Asked to compare the DesignWare and Denali memory models, most respondents said they hadn't used Denali. One said the Denali memory models "seem to be more accurate." Another said the only advantage of Denali memory models is they they run on PCs using Windows. A third said Denali models link with Synopsys' own Vera verification environment more easily.
Several complaints emerged when users were asked if the DesignWare memory controller supported existing synthesis and simulation flows. "I'm using Cadence NC-Sim," wrote one engineer. "Because the memory controller RTL is encrypted and then usable only by Synopsys tools, I have to do a simulation using a GTECH [general technology library] mapping."
"We ran into problems while using Cadence NC-Verilog and had to use a gate-level netlist to proceed with RTL simulation," wrote another. A third engineer, who did not identify the simulator he used, also spoke of having to compile to a gate-level GTECH netlist.

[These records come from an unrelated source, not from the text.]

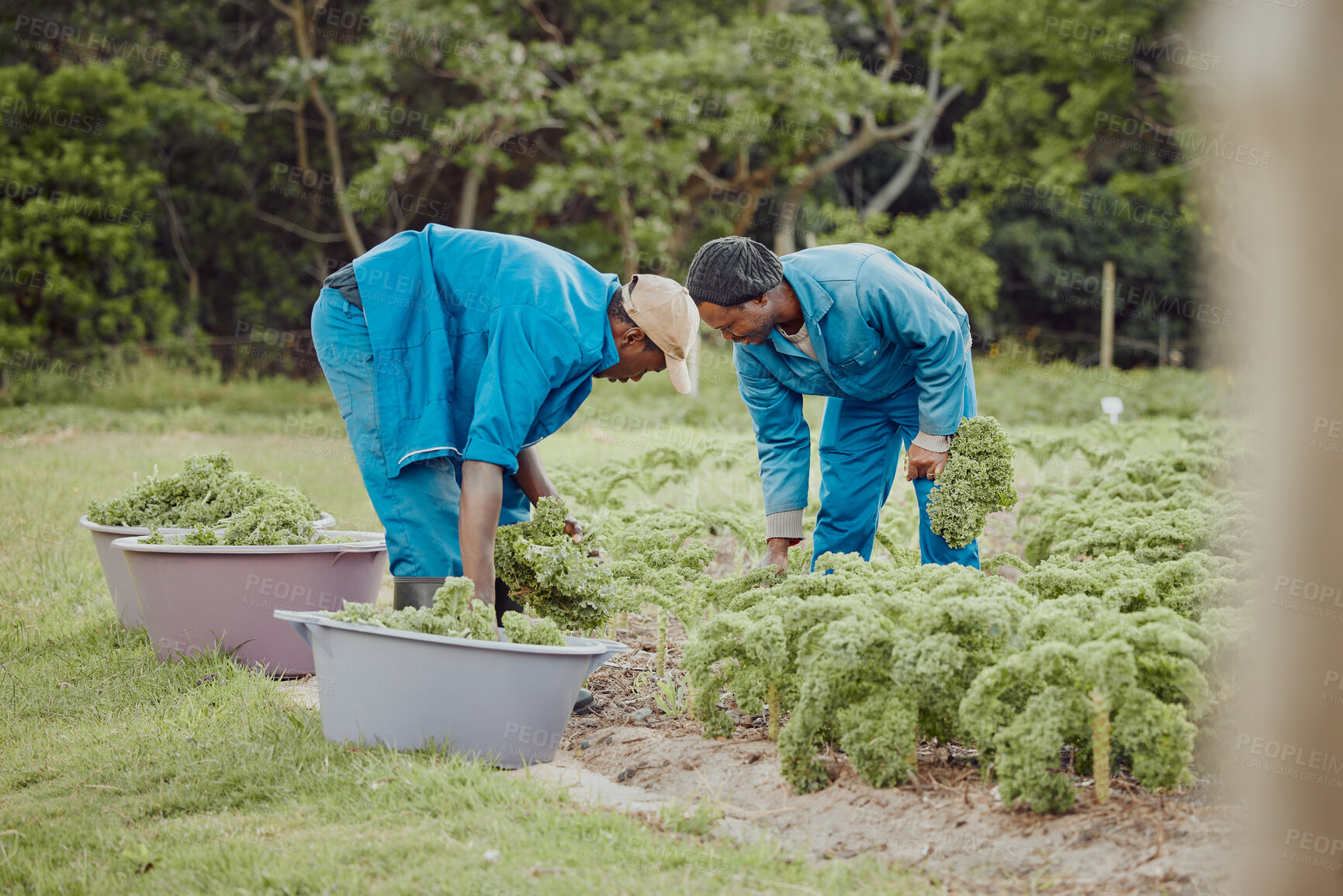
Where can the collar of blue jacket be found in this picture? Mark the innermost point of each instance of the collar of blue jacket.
(483, 343)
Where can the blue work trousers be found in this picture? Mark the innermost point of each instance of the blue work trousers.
(419, 508)
(860, 458)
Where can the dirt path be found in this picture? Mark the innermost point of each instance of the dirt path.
(950, 824)
(632, 756)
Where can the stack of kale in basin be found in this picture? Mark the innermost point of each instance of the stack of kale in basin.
(211, 495)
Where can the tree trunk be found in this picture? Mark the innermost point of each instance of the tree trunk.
(470, 196)
(178, 235)
(299, 16)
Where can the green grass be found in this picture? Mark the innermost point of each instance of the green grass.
(124, 774)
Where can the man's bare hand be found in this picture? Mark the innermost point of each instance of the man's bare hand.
(923, 464)
(777, 555)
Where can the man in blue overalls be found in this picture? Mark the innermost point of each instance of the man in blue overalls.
(881, 339)
(452, 354)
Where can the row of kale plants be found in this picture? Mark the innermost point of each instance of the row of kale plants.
(1113, 640)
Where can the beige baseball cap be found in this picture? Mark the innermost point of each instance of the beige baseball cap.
(663, 310)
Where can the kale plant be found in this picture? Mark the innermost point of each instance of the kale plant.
(207, 490)
(555, 576)
(829, 648)
(977, 481)
(455, 614)
(523, 631)
(1092, 676)
(1157, 508)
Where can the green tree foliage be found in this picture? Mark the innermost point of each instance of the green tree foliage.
(1068, 150)
(269, 144)
(947, 244)
(977, 481)
(78, 215)
(207, 490)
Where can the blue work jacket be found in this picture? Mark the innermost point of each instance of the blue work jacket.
(876, 325)
(483, 343)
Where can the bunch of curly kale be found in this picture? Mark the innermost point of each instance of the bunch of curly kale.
(207, 490)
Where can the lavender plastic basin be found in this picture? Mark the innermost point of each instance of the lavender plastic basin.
(115, 566)
(196, 597)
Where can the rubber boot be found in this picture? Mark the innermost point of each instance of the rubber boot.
(503, 604)
(415, 591)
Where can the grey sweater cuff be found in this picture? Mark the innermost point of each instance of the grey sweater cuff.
(786, 524)
(938, 444)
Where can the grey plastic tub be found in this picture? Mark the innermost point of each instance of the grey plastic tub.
(505, 703)
(196, 597)
(115, 566)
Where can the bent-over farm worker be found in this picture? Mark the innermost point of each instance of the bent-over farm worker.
(883, 340)
(452, 354)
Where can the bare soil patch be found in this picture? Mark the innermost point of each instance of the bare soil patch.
(948, 824)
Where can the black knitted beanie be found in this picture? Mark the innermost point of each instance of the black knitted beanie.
(732, 270)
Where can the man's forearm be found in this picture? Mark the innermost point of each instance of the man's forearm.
(483, 496)
(531, 476)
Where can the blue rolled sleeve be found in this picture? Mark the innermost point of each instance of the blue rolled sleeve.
(784, 440)
(909, 312)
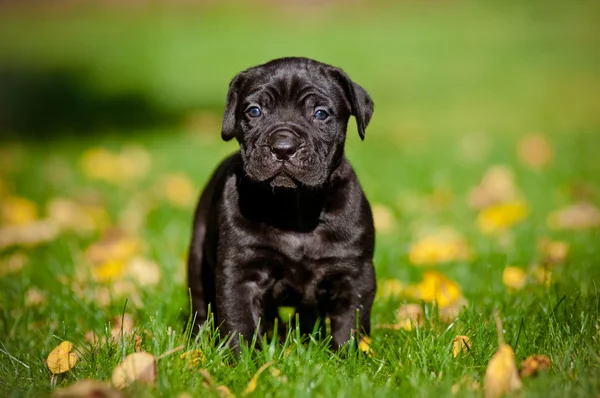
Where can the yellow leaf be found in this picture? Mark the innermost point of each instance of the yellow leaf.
(409, 316)
(497, 186)
(439, 248)
(514, 277)
(137, 367)
(143, 272)
(534, 364)
(29, 234)
(61, 359)
(16, 210)
(390, 288)
(383, 218)
(501, 217)
(578, 216)
(34, 297)
(535, 151)
(195, 357)
(436, 288)
(109, 271)
(364, 345)
(501, 376)
(460, 344)
(253, 383)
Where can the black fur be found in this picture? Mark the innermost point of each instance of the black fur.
(289, 228)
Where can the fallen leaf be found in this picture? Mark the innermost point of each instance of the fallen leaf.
(137, 367)
(252, 384)
(439, 248)
(194, 357)
(534, 364)
(101, 164)
(535, 151)
(178, 190)
(501, 375)
(364, 345)
(123, 326)
(514, 277)
(12, 264)
(582, 215)
(61, 359)
(460, 344)
(15, 210)
(553, 252)
(499, 218)
(88, 389)
(390, 288)
(497, 186)
(71, 215)
(436, 288)
(409, 316)
(144, 272)
(34, 297)
(383, 218)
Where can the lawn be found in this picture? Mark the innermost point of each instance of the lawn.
(481, 164)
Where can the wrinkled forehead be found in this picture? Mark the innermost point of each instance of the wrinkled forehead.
(284, 84)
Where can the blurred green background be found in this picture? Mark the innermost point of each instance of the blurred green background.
(457, 85)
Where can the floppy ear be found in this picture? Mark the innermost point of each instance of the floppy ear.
(228, 126)
(360, 102)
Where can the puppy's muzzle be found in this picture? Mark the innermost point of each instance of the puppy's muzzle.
(283, 144)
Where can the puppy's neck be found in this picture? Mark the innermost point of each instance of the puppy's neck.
(291, 209)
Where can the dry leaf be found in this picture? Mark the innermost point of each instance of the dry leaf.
(34, 297)
(101, 164)
(553, 252)
(409, 316)
(499, 218)
(534, 364)
(252, 384)
(501, 376)
(390, 288)
(16, 210)
(436, 288)
(514, 277)
(582, 215)
(194, 357)
(383, 218)
(12, 264)
(439, 248)
(497, 186)
(178, 190)
(535, 151)
(144, 272)
(123, 326)
(88, 389)
(460, 344)
(364, 345)
(61, 359)
(29, 234)
(71, 215)
(137, 367)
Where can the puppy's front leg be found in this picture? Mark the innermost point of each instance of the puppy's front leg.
(239, 304)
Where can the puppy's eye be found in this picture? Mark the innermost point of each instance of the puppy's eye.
(254, 111)
(320, 114)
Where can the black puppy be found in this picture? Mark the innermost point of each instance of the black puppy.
(284, 222)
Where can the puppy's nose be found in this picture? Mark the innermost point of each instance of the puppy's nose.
(283, 144)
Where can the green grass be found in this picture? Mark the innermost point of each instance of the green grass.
(444, 75)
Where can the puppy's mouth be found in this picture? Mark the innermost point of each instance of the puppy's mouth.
(283, 180)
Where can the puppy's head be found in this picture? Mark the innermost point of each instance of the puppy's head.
(290, 117)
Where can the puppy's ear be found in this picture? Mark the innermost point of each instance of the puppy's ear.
(229, 117)
(360, 102)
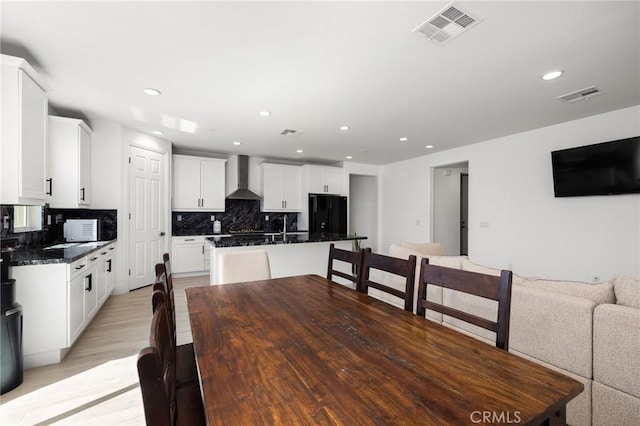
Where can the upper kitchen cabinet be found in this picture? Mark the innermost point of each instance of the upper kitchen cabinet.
(323, 180)
(281, 187)
(69, 163)
(24, 134)
(198, 183)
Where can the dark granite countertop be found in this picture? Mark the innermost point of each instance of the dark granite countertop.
(271, 239)
(24, 256)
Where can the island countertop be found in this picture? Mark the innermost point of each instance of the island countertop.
(273, 239)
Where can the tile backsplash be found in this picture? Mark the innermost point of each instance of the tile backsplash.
(238, 214)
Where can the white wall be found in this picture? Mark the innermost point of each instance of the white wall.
(106, 164)
(511, 191)
(446, 208)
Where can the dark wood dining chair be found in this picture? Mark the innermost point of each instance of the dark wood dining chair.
(404, 268)
(340, 257)
(165, 403)
(185, 359)
(474, 283)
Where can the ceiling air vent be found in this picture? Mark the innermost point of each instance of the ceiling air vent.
(290, 132)
(447, 24)
(580, 95)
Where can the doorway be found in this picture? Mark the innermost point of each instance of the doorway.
(464, 214)
(447, 206)
(363, 209)
(147, 233)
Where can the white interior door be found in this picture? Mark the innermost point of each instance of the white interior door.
(146, 224)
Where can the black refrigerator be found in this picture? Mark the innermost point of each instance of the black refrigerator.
(327, 214)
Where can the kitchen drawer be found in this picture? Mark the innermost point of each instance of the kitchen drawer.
(78, 267)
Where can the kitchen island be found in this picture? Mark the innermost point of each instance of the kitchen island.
(293, 253)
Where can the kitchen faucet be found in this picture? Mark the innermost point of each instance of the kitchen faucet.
(284, 225)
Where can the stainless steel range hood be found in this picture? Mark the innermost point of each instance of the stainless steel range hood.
(243, 192)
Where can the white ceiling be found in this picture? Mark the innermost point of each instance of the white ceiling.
(319, 65)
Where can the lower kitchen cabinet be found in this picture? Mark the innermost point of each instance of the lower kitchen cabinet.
(59, 301)
(189, 254)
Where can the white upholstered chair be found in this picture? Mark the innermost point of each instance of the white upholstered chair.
(244, 266)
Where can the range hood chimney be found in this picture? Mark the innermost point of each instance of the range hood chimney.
(243, 192)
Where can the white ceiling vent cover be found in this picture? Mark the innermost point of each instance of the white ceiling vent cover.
(447, 24)
(580, 95)
(290, 132)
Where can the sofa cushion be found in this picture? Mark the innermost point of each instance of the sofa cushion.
(627, 291)
(429, 249)
(553, 327)
(613, 407)
(468, 265)
(616, 347)
(597, 293)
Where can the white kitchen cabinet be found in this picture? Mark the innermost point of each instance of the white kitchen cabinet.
(75, 305)
(188, 254)
(323, 180)
(69, 163)
(198, 183)
(24, 134)
(59, 301)
(281, 187)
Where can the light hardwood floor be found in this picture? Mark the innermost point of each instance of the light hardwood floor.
(97, 382)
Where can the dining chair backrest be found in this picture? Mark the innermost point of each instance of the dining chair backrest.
(167, 271)
(162, 283)
(156, 372)
(404, 268)
(473, 283)
(244, 266)
(352, 259)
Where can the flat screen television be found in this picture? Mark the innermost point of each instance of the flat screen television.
(607, 168)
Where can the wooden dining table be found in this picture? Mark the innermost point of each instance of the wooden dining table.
(305, 350)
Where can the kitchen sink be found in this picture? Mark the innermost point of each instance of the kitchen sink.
(61, 246)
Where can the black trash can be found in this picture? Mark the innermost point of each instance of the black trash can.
(11, 367)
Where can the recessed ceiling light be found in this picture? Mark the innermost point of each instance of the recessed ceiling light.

Phil Dworsky, director of marketing for the Synopsys DesignWare library, said Synopsys offers both source and encrypted versions for its AMBA bus and peripheral solution, including the memory controller. But the encrypted RTL models are provided with the library for free, while the RTL source must be separately licensed.
Kevin Silver, Denali's vice president of marketing, said his company offers RTL source, testbenches for simulation and scripts for synthesis and static timing analysis along with its memory controllers.
In the ESNUG survey, respondents did not report problems with the memory controller in physical layout or test. Most said the memory controller matched size estimates. Most also said Synopsys offered good customer support, although there were several complaints about bugs.
Complaints about the lack of RTL source resurfaced when users were asked if they'd use DesignWare memory solutions again. "I would definitely use the DesignWare solution, except the source should be made available as we will be restricted to run only with [Synopsys] VCS and we cannot go to any other simulators," said one engineer.
"I would think twice and, if possible, avoid the DesignWare memory controller," wrote another. "It is difficult to work with any IP that you do not have access to the source code."
Still, the convenience of not having to buy third-party memory IP is a significant draw. "We already owned the Synopsys DesignWare license, and it did not make sense to continue using the Denali solution," wrote one. "It [the memory model] is included with the license we already purchase from Synopsys," wrote another. "It seems to do the job well and is easy to use."